Die Sonnensysteme, welche das leibliche Auge durch die Pracht ihres Lichtes und durch die Harmonie ihrer Bewegung entzücken, erscheinen dem geistigen Blick als eine unaussprechliche Zahl gleichgeformter Massen, die, wie sie jetzt sind, in pedantisch regelrechter Wiederkehr ihre einförmigen Bewegungen abspinnen; wie das Gegenwärtige langweilig, so ist das Zukünftige trostlos. Denn die Astronomie verspricht, daß die Sonnen dereinst verglühen, sich zu Planeten und Monden abkühlen und daß endlich, wenn Sonne um Sonne ausgebrannt und Alles auf gleiches Maß der Wärme gekommen, der Wechsel von Tag und Nacht, von Regen und von Sonnenschein verschwinden, daß die ungeheure Welt in todter Unbeweglichkeit erstarren soll. Wen sollte wohl dieses Wissen der Kassandra erquicken?

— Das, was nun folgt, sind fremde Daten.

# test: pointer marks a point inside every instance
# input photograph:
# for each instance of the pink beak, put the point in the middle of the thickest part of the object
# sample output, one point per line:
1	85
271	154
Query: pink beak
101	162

Die reiche Welt der Pflanzen, das Vorbild des Künstlers, das Gleichniß des Dichters, der Trost des wunden Gemüths, die Labe des Hungrigen, was ist sie in der Hand der Wissenschaft geworden? Aus dem Baum vertrieb sie die Nymphe und aus der Blüthe die Elfe und setzte in ihr angestammtes Recht die Mechanik. Da offenbarten sich die geheimnißvollen Wunder der Entwickelung und des Wachsthums; die Säuren des Phosphors, Schwefels, des Stick- und Kohlenstoffs, die Oxyde des Kaliums, des Calciums, des Eisens, durch innern Zwang verbunden, lösen sich in den Säften des Keims, die Bewegungen, welche wir die Wärme und das Licht nennen, setzen das Räderwerk seiner Zellenmechanik in Bewegung, diese wählen aus einem Theil der genannten Verbindungen den Sauerstoff aus und gießen den verbrennlichen Rest in das Gepräge, das ihnen von Alters her selbst aufgedrückt war. Unleugbar, die Kühnheit und der Scharfsinn sind zu bewundern, die es wagen und denen es gelingt, die stoff- und formenreiche Pflanzenwelt als das Ergebniß einfacher mechanischer Vorgänge zu betrachten. Während der Lösung der Räthsel empfand und empfindet der Forscher die Freude, einen schöpferischen Gedanken der ewigen Naturgewalt nachgedacht zu haben, aber darum wird die zerzupfte Libelle nicht für uns Andere erfreulich.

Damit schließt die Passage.